Reed, a Sturgis native, asked his son, Danny Jr., and Lackie if they'd like to go to the baseball championship game. They agreed, but upon reaching the Sturgis Stadium box office, Reed was met with more than tickets.
Mervin Secundiak, a boyhood friend of Reed who was manager of the Astros (of Canora), told Reed that his pitcher had injured his elbow. The team needed a replacement, as there was no other pitcher. The only alternative was to move a starter from another position, so Secundiak was open to suggestions. The championship was in two days.
So Reed suggested that Lackie fill in. Lackie gave a demonstration of his pitching ability that day and was impressive enough to get a chance in the big game.

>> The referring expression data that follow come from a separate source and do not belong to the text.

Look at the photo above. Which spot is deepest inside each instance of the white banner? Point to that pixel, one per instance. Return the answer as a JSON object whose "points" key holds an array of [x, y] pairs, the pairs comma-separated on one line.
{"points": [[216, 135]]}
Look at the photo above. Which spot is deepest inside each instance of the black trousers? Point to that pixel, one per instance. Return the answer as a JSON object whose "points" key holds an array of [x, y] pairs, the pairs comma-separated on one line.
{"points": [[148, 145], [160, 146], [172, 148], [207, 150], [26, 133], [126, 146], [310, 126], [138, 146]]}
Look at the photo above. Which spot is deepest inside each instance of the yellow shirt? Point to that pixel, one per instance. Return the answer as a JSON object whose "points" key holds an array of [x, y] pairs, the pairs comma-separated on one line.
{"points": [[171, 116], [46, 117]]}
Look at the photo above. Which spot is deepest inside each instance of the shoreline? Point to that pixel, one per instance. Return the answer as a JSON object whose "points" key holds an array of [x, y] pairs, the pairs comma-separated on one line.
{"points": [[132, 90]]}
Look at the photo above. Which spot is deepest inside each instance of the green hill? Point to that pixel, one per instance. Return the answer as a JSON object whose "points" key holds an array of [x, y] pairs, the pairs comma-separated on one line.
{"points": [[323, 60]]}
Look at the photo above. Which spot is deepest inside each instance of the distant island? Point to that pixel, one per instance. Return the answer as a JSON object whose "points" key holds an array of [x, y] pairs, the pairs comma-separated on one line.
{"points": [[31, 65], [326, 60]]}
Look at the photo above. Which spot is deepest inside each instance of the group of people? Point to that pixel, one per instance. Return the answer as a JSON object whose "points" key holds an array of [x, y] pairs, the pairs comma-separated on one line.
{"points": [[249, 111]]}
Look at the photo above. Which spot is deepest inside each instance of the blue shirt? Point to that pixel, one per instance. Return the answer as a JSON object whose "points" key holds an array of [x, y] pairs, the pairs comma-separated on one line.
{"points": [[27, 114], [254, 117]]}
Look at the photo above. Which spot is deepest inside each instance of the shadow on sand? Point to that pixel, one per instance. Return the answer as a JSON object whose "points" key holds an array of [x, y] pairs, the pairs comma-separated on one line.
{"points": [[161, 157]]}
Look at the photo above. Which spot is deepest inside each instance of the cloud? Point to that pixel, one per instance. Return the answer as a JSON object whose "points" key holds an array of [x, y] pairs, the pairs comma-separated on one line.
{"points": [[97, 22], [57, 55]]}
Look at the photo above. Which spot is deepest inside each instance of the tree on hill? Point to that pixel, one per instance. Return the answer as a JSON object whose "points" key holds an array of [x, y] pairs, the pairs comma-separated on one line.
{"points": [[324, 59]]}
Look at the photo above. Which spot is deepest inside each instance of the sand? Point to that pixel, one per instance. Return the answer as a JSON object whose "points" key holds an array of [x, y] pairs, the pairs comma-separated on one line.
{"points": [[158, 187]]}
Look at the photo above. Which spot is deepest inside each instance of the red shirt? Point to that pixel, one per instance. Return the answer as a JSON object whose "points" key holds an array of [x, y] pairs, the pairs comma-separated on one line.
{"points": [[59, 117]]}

"It was really strange how it happened: One second I was fishing, the next I was warming up, showing these guys I could pitch," Lackie said. "I guess they thought I was OK, even though I was 13 and everyone on the team was between 25 and early 30s."
Not everyone was convinced, and many laughed at the team's choice. Although he was 6-feet tall, Lackie couldn't hide his age.
When he walked out on the field, Lackie saw the largest--and loudest--crowd he had ever played in front of. He gave up two runs in the first inning. He wanted to go fishing.
But soon he relaxed and began to throw strikes. Those two runs were the only ones he gave up in a 4-2 victory. He struck out six, including the final batter.
"I think the batters all resented me," he said. "Especially the guy I struck out at the end. He wanted a piece of me. I was just this 13-year-old kid who just came from out of nowhere."
In the final moments, Lackie noticed that the people in the stands were cheering for him.
"I couldn't believe they were that excited," he said. "They didn't even know me."
But they wanted to. After the last out, people rushed onto the field, crowded around him and asked for his autograph. Lackie didn't quite know what to do.
"It was real fun, but I was like this hero to everyone all of a sudden, and I just stood there," he said. "These people were going crazy. They kept asking me if I would come back the next year. I just was laughing."
He's still pitching well, and that gives him a reason to keep smiling.